Même manœuvre pour le transport de Gaydon, qui s’effectua sans difficulté. Les deux autres hommes le soulevèrent, et, descendant à travers le jardin en contournant les massifs, gagnèrent vers le mur d’enceinte.

En cette partie du parc, toujours déserte, l’obscurité se faisait plus profonde. On ne voyait même plus, au revers de la colline, les lumières des bâtiments de la partie supérieure du parc et des autres pavillons de Healthful-House.

Arrivé devant la porte, le capitaine Spade n’eut que la peine de la tirer à lui.

Ceux des hommes qui portaient le gardien la franchirent les premiers. Thomas Roch fut sorti le second aux bras des deux autres. Puis, le capitaine Spade passa à son tour, et referma la porte avec cette clef qu’il se proposait de jeter dans les eaux de la Neuze, dès qu’il aurait rejoint l’embarcation de l’Ebba.

Personne sur le chemin, personne sur la berge.

En vingt pas, on retrouva le maître d’équipage Effrondat, qui attendait, assis contre le talus.

Thomas Roch et Gaydon furent déposés à l’arrière du canot, dans lequel le capitaine Spade et ses matelots vinrent prendre place.

«Envoie le grappin et vite, commanda le capitaine Spade au maître d’équipage.

Celui-ci exécuta l’ordre, puis, s’affalant le long de la berge, embarqua le dernier.

Les quatre avirons frappèrent l’eau, et l’embarcation se dirigea vers la goélette. Un feu, en tête du mât de misaine, indiquait son mouillage, et, vingt minutes avant, elle venait d’éviter sur son ancre avec le flot.

Deux minutes après, le canot se trouvait rendu bord à bord avec l’Ebba.

Le comte d’Artigas était appuyé sur le bastingage près de l’échelle de coupée.

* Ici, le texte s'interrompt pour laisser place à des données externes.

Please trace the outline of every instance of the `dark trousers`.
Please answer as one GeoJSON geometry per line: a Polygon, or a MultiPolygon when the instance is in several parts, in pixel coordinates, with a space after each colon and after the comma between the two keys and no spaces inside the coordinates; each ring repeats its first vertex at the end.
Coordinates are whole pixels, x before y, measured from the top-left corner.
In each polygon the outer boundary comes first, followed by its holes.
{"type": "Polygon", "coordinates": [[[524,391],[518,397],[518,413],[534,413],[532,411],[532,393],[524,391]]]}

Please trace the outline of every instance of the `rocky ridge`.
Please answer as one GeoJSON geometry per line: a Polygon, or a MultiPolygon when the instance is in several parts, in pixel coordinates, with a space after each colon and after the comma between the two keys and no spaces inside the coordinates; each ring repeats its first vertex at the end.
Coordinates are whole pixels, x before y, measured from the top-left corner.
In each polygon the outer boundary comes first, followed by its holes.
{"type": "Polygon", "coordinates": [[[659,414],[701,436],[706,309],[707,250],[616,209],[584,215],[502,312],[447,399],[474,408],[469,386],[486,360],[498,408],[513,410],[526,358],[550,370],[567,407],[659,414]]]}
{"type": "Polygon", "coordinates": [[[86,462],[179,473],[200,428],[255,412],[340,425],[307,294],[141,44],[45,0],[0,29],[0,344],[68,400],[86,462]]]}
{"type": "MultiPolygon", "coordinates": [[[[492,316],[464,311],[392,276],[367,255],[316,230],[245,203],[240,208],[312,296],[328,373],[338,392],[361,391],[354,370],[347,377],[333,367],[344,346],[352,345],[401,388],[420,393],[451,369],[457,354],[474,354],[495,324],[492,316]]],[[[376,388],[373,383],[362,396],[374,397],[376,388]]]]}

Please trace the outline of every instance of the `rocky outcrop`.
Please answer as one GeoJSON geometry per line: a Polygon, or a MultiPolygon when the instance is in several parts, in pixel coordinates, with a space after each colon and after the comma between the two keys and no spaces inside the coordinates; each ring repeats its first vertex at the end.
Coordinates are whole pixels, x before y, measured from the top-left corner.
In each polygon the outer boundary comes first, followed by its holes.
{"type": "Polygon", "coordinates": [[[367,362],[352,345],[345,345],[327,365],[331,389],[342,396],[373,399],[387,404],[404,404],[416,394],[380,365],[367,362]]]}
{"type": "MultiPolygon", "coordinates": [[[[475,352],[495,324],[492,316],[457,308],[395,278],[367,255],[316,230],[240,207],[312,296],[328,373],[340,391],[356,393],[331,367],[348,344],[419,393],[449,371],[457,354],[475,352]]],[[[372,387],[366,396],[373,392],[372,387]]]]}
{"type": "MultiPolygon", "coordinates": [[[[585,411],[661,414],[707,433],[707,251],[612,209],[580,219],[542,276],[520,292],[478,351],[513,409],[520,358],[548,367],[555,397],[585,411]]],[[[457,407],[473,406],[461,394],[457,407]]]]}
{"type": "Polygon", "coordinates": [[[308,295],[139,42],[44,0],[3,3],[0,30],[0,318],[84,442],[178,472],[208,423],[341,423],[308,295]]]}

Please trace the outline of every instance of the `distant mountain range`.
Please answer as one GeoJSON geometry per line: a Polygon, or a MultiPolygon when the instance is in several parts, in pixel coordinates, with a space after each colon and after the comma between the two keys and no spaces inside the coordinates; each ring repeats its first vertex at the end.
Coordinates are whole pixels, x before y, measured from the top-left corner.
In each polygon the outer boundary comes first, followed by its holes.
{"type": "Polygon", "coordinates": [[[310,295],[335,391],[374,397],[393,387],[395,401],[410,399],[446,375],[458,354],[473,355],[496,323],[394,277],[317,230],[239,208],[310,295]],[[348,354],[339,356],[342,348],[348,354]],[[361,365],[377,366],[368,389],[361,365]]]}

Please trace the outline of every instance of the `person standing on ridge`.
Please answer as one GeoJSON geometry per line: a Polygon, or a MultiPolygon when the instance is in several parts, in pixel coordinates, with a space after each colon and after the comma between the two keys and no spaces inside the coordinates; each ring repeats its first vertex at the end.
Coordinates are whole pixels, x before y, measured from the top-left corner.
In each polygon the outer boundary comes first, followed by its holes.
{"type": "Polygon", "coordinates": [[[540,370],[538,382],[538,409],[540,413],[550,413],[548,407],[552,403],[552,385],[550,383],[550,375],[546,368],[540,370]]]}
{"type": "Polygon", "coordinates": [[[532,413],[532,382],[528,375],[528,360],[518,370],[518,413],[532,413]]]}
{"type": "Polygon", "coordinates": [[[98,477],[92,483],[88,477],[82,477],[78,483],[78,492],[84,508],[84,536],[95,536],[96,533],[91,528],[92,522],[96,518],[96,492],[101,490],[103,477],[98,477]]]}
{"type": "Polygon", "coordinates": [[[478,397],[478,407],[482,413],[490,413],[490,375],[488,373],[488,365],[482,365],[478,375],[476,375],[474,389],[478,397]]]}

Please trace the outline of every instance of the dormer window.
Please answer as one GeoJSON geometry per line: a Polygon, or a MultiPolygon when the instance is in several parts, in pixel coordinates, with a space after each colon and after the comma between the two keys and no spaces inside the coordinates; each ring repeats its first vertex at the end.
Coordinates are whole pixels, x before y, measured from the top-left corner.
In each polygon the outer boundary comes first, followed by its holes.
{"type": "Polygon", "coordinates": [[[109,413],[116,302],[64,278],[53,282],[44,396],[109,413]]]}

«C’est fait, Spade?… demanda-t-il.

– C’est fait.

– Tous les deux?…

– Tous les deux… le gardien et le gardé!…

– Personne ne se doute à Healthful-House?…

– Personne.

Il n’était pas présumable que Gaydon, les oreilles et les yeux sous le bandeau, eut pu reconnaître la voix du compte d’Artigas et de capitaine Spade.

Ce qu’il convient d’observer, au surplus, c’est que ni Thomas Roch ni lui ne furent immédiatement hissés à bord de la goélette. Il y eut des frôlements le long de la coque. Une demi-heure se passa, avant que Gaydon, qui avait conservé tout son sang-froid, se sentit soulevé, puis descendu à fond de cale.

L’enlèvement étant accompli, il semblait que l’Ebba n’avait plus qu’a quitter son mouillage, afin de redescendre l’estuaire, à traverser le Pamplico-Sound, à donner en pleine mer. Et, cependant, il ne se fit à bord aucune de ces manœuvres qui accompagnent l’appareillage d’un navire.

N’était donc pas dangereux, pourtant, de demeurer à cette place, après le double rapt opéré dans la soirée? Le comte d’Artigas avait-il assez étroitement caché ses prisonniers pour qu’ils ne poussent être découverts, si l’Ebba, dont la présence à proximité de Healthful-House devait paraître suspecte, recevait la visite des agents de New-Berne?…

Quoi qu’il en soit, une heure après le retour de l’embarcation, – sauf les hommes de quart étendus à l’avant, – l’équipage dans son poste, le comte d’Artigas, Serkö, le capitaine Spade dans leurs cabines, tout dormaient à bord de la goélette, immobile sur ce tranquille estuaire de la Neuze.